Mr. Lenwood Sloan, formerly of New Orleans but now entrenched in Pennsylvania cultures and communities, identifies himself as an African American Victorian gentleman. He sings traditional Irish songs beautifully, and gains easy access to Polish cultural events by showing his polka style.
A week before St. Patrick’s day, I exchange divorce war stories and debate how skin shows age with the only other female at the tavern bar. She says her Irish skin adds an embarrassing number of years. She envies my African skin. Many generations and continents away from Ireland and Africa we agree to meet, dance to celebrate our marital freedom and strut to some funky beats in a nearby gay friendly town.
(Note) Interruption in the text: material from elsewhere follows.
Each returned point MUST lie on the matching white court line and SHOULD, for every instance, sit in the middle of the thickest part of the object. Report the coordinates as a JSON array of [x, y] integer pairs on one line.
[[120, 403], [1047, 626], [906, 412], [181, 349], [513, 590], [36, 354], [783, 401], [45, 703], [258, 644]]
To stave off the trauma of living in cultural isolation, I committed to living my own true self, of Native and African heritage in a suburban rural area where associations with people of color happened only when I searched them out and sometimes had to pay a fee of association.
I don’t think my child and her friends notice difference. She says they love and support each other’s uniqueness and individuality. While I know each by name and her particular passion (reading, anime, animals, fashion, gear head, Japan, drawing, cosplay, etc.), they have been to me puppies, kittens, lambs, ponies when I needed to coral them for some common purpose. Just kids, now young adults, finding their way.
Are we all there yet? A society where we celebrate and sample our distinctiveness or cultures? Where we are not threatened by difference, inclusion, respect and love for someone who is not the mirror image of ourselves?